MicroRNAs are small endogenous non-coding RNA with a length of about 20 bp, which bind to the 3 'untranslated region of mRNA of target genes through base complementary pairing, thereby degrading mRNA or inhibiting its translation and regulating downstream protein expression. Multiple studies have shown that microRNA plays an important role in cell proliferation, apoptosis, inflammation, accumulation of extracellular matrix, glomerular fibrosis and the occurrence and development of diabetes [14,15,16,17,18,19,20]. MicroRNA, as a new biomarker, has been widely studied and plays an important role in inducing injury of endothelial cells and podocyte as well as the occurrence and development of diabetic nephropathy.
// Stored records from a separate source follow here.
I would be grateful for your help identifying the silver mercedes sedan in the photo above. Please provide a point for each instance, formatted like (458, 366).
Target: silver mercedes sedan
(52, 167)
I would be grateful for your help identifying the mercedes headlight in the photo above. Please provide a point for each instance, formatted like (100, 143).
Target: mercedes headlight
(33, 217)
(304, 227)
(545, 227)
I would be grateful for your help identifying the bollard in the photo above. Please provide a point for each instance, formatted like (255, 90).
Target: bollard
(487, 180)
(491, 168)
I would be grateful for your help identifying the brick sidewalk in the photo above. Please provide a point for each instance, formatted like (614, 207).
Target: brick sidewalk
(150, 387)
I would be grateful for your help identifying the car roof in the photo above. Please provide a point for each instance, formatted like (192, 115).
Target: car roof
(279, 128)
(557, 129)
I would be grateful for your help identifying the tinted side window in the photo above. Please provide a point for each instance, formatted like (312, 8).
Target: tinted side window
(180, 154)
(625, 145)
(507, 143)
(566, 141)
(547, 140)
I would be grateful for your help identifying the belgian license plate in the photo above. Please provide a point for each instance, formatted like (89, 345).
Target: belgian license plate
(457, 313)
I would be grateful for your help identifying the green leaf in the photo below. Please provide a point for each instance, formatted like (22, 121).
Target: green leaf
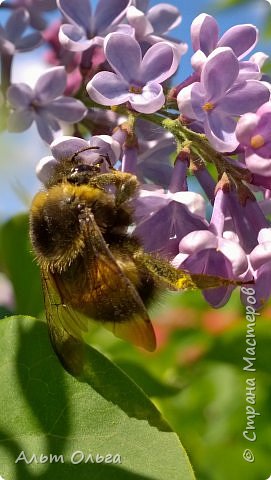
(18, 263)
(47, 411)
(232, 346)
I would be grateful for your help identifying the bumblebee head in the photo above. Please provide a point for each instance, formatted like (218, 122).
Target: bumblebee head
(78, 169)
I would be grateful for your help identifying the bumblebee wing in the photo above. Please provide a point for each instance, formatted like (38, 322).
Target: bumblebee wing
(64, 324)
(100, 291)
(176, 279)
(112, 293)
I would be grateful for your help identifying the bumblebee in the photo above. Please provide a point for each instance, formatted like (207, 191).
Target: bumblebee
(92, 268)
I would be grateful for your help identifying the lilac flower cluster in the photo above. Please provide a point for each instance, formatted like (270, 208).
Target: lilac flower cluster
(111, 77)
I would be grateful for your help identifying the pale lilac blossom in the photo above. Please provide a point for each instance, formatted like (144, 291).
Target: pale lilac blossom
(36, 9)
(153, 25)
(205, 39)
(85, 28)
(253, 132)
(13, 36)
(45, 105)
(218, 99)
(85, 150)
(135, 79)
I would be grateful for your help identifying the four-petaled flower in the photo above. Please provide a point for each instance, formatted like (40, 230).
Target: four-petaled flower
(135, 80)
(85, 28)
(219, 98)
(12, 36)
(45, 104)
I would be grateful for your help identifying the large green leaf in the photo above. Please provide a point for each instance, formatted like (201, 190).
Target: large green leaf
(18, 263)
(46, 411)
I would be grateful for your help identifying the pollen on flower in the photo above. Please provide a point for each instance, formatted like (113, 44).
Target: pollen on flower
(208, 106)
(134, 89)
(257, 141)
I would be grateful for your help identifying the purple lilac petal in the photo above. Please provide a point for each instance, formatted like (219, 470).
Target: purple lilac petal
(7, 47)
(159, 63)
(138, 20)
(245, 127)
(204, 33)
(124, 55)
(244, 97)
(20, 95)
(265, 235)
(20, 120)
(221, 131)
(262, 286)
(249, 71)
(164, 17)
(109, 13)
(73, 38)
(150, 100)
(81, 16)
(161, 232)
(211, 262)
(190, 101)
(260, 255)
(142, 4)
(50, 84)
(29, 42)
(197, 241)
(45, 168)
(235, 253)
(107, 88)
(240, 38)
(214, 83)
(46, 126)
(259, 58)
(198, 60)
(16, 24)
(259, 165)
(67, 109)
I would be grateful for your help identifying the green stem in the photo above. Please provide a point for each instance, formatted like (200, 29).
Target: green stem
(6, 64)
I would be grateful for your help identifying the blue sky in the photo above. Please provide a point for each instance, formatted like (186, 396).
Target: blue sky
(21, 152)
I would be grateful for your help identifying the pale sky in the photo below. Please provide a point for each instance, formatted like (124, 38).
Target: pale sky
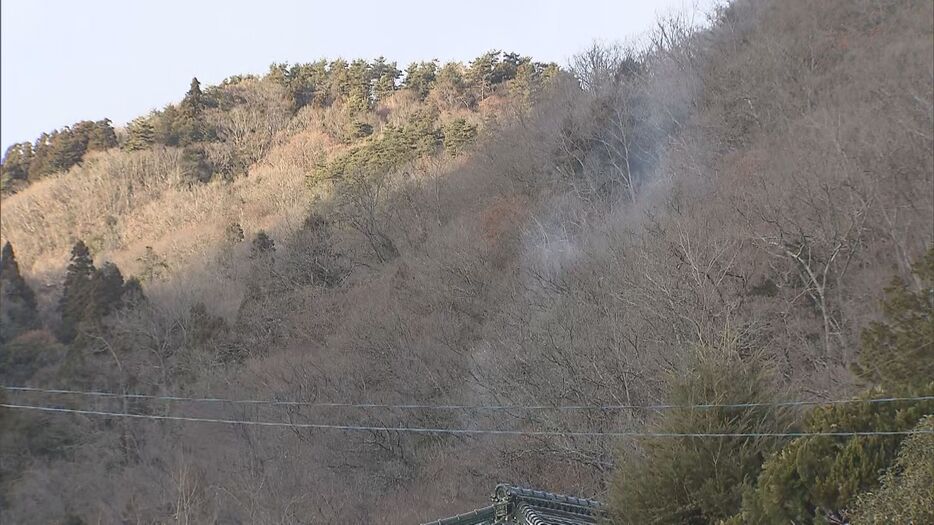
(62, 61)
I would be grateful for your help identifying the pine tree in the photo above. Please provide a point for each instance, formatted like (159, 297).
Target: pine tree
(18, 311)
(78, 294)
(101, 136)
(190, 121)
(108, 289)
(458, 134)
(898, 353)
(698, 481)
(814, 478)
(141, 134)
(16, 161)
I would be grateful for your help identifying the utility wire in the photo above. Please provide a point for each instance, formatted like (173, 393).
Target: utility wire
(463, 407)
(425, 430)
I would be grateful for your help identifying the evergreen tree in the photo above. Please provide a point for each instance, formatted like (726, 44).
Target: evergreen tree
(101, 136)
(419, 77)
(700, 481)
(108, 289)
(906, 494)
(15, 165)
(458, 134)
(814, 478)
(141, 134)
(898, 353)
(189, 123)
(18, 311)
(78, 294)
(385, 74)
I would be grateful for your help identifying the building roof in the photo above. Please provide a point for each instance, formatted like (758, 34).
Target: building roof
(522, 506)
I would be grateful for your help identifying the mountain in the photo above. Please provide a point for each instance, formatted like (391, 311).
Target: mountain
(732, 212)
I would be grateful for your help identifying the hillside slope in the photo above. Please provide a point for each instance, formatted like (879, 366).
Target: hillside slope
(483, 235)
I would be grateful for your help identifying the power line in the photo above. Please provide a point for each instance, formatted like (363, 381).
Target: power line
(463, 407)
(424, 430)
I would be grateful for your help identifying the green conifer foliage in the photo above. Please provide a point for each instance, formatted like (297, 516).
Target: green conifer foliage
(814, 478)
(898, 353)
(458, 134)
(141, 134)
(18, 312)
(700, 481)
(78, 293)
(906, 494)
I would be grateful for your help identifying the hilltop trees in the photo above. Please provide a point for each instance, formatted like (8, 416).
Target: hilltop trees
(56, 151)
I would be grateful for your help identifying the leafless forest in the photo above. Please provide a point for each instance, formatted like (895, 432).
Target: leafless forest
(749, 184)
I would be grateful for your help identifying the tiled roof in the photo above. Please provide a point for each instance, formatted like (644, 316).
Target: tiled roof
(522, 506)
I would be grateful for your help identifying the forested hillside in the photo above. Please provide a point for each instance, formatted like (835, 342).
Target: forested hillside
(733, 212)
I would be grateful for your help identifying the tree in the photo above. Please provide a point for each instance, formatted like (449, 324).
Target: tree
(898, 353)
(18, 311)
(906, 494)
(101, 136)
(815, 477)
(190, 120)
(141, 134)
(458, 134)
(419, 77)
(696, 481)
(78, 293)
(385, 75)
(16, 161)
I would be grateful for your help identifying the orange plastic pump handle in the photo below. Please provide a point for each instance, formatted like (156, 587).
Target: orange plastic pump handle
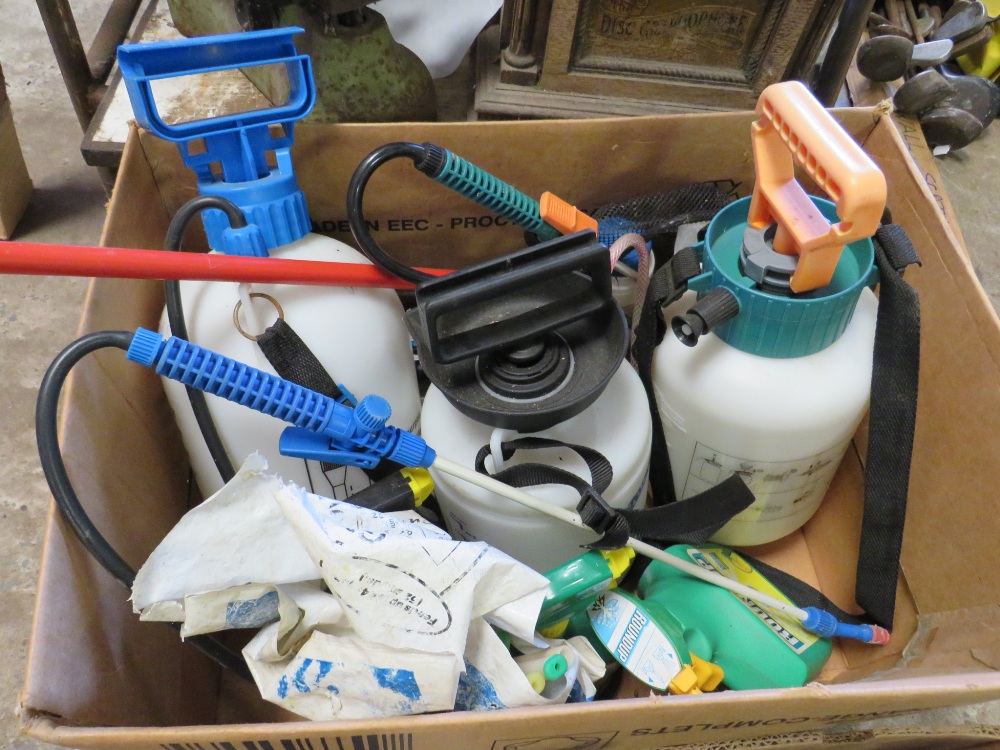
(794, 128)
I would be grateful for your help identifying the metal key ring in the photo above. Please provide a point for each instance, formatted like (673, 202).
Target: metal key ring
(254, 295)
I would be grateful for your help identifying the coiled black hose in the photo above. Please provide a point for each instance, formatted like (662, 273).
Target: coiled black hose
(66, 499)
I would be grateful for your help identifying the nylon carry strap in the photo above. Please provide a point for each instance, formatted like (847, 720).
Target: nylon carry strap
(667, 286)
(293, 360)
(692, 521)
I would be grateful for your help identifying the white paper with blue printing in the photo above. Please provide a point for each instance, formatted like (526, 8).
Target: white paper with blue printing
(404, 628)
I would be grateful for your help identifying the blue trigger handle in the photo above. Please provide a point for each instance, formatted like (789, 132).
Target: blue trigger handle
(358, 436)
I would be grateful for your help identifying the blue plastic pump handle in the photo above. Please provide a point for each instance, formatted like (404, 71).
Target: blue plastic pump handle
(361, 430)
(239, 142)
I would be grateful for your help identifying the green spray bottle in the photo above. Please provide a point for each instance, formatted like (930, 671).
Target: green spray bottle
(755, 647)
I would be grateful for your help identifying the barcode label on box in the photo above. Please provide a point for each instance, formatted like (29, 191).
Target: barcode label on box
(354, 742)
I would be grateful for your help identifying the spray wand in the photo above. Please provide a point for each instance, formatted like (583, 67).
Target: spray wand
(328, 430)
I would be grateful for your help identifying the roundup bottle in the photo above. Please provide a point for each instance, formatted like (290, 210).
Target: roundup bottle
(526, 354)
(356, 334)
(677, 620)
(776, 390)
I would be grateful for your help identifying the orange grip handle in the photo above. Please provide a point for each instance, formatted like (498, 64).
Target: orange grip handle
(795, 128)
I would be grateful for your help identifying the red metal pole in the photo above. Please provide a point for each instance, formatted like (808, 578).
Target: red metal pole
(32, 258)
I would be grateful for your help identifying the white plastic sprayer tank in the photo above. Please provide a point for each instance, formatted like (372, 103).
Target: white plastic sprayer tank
(776, 372)
(357, 334)
(783, 425)
(771, 408)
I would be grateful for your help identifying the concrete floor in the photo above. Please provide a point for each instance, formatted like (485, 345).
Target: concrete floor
(39, 315)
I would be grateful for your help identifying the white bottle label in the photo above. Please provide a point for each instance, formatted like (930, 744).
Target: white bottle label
(635, 640)
(781, 488)
(735, 568)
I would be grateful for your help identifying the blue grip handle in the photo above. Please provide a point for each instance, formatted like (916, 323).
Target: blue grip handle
(237, 141)
(362, 428)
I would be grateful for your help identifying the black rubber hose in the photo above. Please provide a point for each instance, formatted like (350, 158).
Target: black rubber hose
(54, 468)
(178, 326)
(355, 213)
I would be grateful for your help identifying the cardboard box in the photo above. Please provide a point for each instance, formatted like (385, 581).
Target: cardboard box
(15, 184)
(97, 677)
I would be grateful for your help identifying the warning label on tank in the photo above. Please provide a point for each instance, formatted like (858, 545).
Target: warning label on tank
(781, 488)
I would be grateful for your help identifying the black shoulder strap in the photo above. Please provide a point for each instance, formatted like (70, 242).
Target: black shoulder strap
(692, 521)
(668, 284)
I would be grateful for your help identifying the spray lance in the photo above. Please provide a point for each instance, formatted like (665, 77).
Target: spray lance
(325, 428)
(547, 218)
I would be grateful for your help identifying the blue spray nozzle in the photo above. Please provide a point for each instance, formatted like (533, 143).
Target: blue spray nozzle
(330, 430)
(237, 143)
(825, 624)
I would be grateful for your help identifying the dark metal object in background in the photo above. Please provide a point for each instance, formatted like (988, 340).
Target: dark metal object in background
(833, 70)
(86, 73)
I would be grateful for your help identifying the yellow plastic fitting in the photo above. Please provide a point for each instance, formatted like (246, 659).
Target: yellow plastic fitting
(562, 216)
(684, 683)
(699, 676)
(794, 128)
(420, 483)
(709, 673)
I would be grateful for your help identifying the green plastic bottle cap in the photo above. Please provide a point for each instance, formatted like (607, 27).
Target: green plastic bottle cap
(555, 667)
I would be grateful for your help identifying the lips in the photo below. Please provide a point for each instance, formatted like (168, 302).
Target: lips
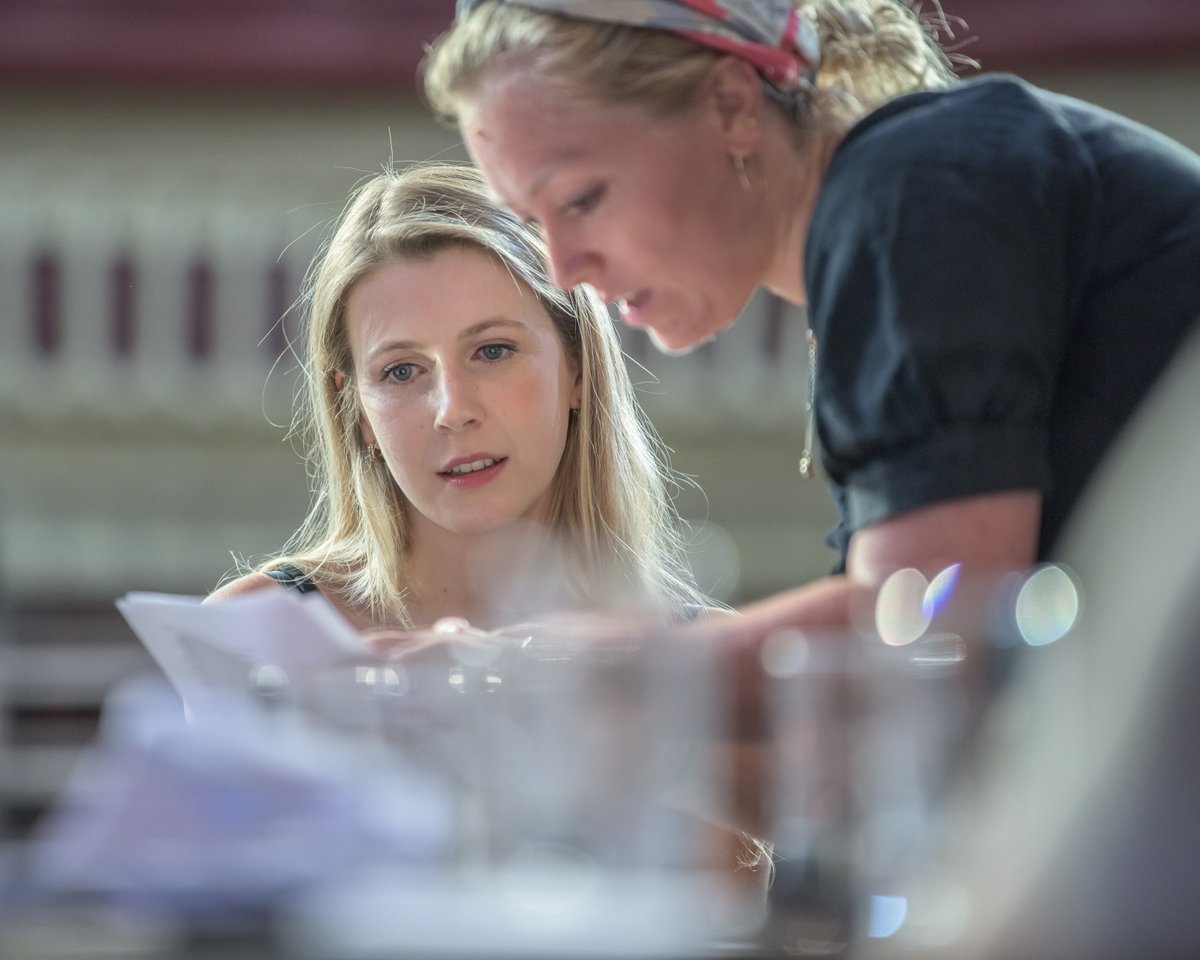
(631, 306)
(461, 469)
(477, 469)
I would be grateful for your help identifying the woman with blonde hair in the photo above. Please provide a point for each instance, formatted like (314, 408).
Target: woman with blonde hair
(475, 447)
(994, 275)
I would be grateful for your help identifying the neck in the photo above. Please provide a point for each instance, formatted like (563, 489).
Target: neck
(798, 169)
(491, 580)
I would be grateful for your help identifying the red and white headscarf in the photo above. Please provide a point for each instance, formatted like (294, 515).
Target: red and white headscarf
(769, 34)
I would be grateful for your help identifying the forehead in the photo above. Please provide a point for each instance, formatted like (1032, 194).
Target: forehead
(438, 297)
(521, 131)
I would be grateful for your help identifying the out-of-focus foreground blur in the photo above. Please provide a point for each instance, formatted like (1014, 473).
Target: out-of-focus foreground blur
(167, 171)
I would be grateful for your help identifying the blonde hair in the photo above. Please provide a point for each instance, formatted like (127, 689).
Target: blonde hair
(610, 497)
(871, 51)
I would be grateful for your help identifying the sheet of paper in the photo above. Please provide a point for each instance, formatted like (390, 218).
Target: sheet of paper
(210, 652)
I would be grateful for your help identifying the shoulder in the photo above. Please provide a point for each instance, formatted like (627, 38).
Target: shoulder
(241, 587)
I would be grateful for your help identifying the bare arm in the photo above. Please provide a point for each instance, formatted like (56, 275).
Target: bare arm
(241, 586)
(987, 534)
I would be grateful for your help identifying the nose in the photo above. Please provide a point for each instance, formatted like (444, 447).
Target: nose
(456, 405)
(570, 264)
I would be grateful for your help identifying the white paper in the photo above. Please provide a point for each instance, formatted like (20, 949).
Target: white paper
(210, 652)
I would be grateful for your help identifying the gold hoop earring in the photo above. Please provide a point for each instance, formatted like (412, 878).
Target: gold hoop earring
(739, 168)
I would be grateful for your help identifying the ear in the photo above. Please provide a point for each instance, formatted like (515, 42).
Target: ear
(737, 97)
(577, 390)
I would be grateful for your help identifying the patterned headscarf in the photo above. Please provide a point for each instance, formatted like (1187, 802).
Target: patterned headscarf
(769, 34)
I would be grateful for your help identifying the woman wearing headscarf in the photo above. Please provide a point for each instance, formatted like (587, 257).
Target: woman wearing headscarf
(995, 275)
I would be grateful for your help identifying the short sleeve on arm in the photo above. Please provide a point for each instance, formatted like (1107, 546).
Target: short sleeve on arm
(940, 269)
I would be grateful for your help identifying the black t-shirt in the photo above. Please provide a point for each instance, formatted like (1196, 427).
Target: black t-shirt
(996, 277)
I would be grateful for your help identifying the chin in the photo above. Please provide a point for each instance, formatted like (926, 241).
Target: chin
(676, 346)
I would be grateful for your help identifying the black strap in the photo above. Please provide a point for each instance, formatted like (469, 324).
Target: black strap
(291, 575)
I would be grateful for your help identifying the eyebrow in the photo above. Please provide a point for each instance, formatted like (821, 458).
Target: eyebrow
(474, 330)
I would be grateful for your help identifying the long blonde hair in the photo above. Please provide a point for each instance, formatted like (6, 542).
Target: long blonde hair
(871, 51)
(610, 502)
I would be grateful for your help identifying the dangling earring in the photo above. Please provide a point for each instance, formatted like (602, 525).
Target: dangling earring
(739, 168)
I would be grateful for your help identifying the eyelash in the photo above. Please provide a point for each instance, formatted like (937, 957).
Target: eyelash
(585, 203)
(390, 370)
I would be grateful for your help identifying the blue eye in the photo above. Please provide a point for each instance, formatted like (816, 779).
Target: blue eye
(400, 372)
(493, 352)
It has high potential application value in the early diagnosis and treatment of DN. Previous studies have shown that miR-155 as a multifunctional miRNA, plays an important role in cell differentiation and proliferation, inflammation, apoptosis and autophagy [21,22,23,24,25]. Huang et al. [26] found that miR-155 expression was increased in renal tissues of DN patients, and mainly expressed in glomerular vascular endothelial cells, mesangial cells and renal tubule interstitium. The results of luciferase reporter gene showed that E26 transformation-specific Sequence 1 (ETS-1) may be a potential target gene of miR-155. Further detection of serum miRNAs in diabetic patients showed abnormal expression of miR-155 in diabetic patients compared with healthy controls, and the expression of miR-155 was significantly different in microproteinuria and macroproteinuria groups, and was positively correlated with eGFR in DN patients and negatively correlated with urinary protein excretion rate.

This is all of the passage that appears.